Advancing data sharing and reuse: Barriers, solutions, and recommendations from a data workshop

Open data has been a topic widely discussed among researchers and research-supporting organizations over the last decade. Much progress has been made in data sharing, and we now have more datasets openly available than ever before. At the same time, while in some circles the discussion about practices for data sharing and reuse may have seemed ubiquitous, the reality is that adoption still varies substantially, across research communities and across sectors.

This year’s Researcher to Reader conference provided an opportunity to take stock of progress made to date, and to explore what areas still need attention in the research data ecosystem. As part of the conference, we facilitated a workshop focused on the current barriers and potential solutions to advance research data sharing and reuse.
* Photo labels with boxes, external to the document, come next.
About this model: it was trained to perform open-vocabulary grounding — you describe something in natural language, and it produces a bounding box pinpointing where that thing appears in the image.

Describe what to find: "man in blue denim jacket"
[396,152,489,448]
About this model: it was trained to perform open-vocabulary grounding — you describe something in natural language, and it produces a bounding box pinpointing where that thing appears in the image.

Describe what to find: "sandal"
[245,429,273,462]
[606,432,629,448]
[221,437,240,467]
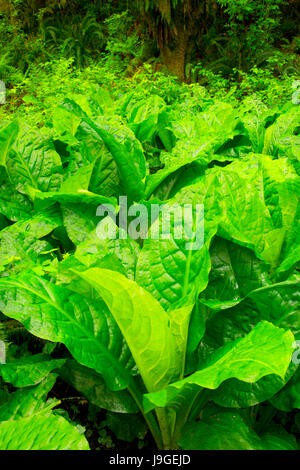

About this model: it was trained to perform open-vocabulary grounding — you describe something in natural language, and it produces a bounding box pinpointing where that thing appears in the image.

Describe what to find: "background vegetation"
[0,0,300,450]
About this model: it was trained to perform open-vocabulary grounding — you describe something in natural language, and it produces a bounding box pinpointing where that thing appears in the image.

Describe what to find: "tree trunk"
[161,31,189,81]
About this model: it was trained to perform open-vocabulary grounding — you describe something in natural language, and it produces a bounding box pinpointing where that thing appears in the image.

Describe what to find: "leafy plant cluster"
[0,83,300,450]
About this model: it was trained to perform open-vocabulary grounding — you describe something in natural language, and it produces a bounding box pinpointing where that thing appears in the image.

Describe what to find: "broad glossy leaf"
[179,410,299,450]
[0,121,19,168]
[0,379,89,450]
[136,174,220,309]
[0,272,134,390]
[58,359,139,416]
[79,268,183,391]
[0,354,65,387]
[144,322,294,411]
[0,210,61,274]
[7,123,63,194]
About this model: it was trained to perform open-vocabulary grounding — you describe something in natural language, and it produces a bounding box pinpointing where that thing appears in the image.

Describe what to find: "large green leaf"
[0,272,134,390]
[136,178,220,309]
[58,359,139,416]
[79,268,183,392]
[7,123,63,193]
[0,354,65,387]
[0,121,19,168]
[0,380,89,450]
[0,210,61,274]
[179,410,299,450]
[144,322,294,411]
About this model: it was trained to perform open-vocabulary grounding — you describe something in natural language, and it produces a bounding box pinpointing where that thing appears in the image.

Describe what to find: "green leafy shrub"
[0,85,300,450]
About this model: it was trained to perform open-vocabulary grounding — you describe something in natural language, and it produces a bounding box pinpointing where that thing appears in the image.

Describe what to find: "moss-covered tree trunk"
[161,29,189,81]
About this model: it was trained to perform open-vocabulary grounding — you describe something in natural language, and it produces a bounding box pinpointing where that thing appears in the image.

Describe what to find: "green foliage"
[0,79,300,449]
[0,0,300,450]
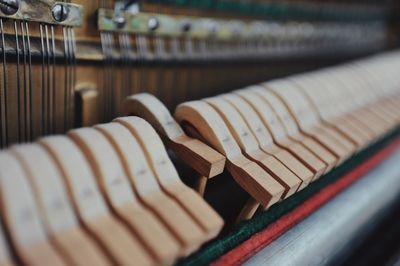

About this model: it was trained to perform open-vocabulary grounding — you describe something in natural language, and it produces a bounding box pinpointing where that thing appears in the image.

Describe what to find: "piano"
[0,0,400,266]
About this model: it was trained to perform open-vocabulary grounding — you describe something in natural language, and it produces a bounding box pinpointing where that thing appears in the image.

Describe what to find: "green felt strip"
[149,0,387,21]
[177,128,400,265]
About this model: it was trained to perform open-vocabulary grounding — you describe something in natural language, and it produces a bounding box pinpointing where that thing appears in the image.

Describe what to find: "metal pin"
[51,4,69,22]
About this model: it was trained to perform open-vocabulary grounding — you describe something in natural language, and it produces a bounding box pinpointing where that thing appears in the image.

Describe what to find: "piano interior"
[0,0,400,266]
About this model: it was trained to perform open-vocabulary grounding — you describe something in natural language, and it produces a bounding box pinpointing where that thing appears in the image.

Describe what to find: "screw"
[182,21,192,32]
[51,4,69,22]
[147,17,160,31]
[0,0,19,15]
[114,16,126,29]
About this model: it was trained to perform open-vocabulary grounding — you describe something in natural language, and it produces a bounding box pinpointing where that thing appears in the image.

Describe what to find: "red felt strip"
[212,140,400,266]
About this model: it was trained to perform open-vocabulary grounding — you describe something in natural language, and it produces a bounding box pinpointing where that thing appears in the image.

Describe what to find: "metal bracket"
[0,0,83,27]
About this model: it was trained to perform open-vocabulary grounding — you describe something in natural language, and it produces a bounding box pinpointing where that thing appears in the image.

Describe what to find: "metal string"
[39,24,47,135]
[25,22,33,141]
[20,22,30,141]
[0,18,8,147]
[14,21,22,141]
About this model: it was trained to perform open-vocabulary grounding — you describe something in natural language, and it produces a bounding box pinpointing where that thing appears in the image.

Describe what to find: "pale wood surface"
[175,101,284,210]
[96,122,203,255]
[254,88,337,173]
[0,152,66,266]
[223,94,313,189]
[40,136,152,265]
[68,128,162,263]
[124,93,225,178]
[204,97,301,198]
[235,90,325,183]
[95,122,185,263]
[11,144,109,265]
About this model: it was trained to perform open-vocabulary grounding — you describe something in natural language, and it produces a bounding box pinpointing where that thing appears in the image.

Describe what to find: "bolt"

The workshop brought together representatives of publishers, librarians and research ecosystem vendors. Importantly, the workshop also provided dedicated time to hear insights from a couple of researchers on their perspective and practices with data sharing and reuse: Shozeb Haider (University College London) and Mauricio Contreras (The Sainsbury’s Lab). Both researchers viewed data sharing as integral to their research practice, and highlighted the crucial role of open data in increasing reproducibility and trust in research.

🚩 The data lifecycle

The workshop kicked off with a discussion around the data lifecycle and where research data can be shared and reused by different stakeholders (i.e researchers, funders, institutions, publishers, etc.) during the research process. Drawing on the perspectives shared by the researchers and the attendees’ broader experiences with research data, the discussion highlighted the importance of data management plans as a key item to support best practices in data sharing and policy compliance. Turning to data reuse, metadata and contextual information were noted as critical to enable replication and inclusion of others’ data in new research projects. The need for incentives also received attention, with calls for improvement to the connections between datasets and other outputs at all stages of the research process, in order to facilitate attribution and credit for the researchers who share their data.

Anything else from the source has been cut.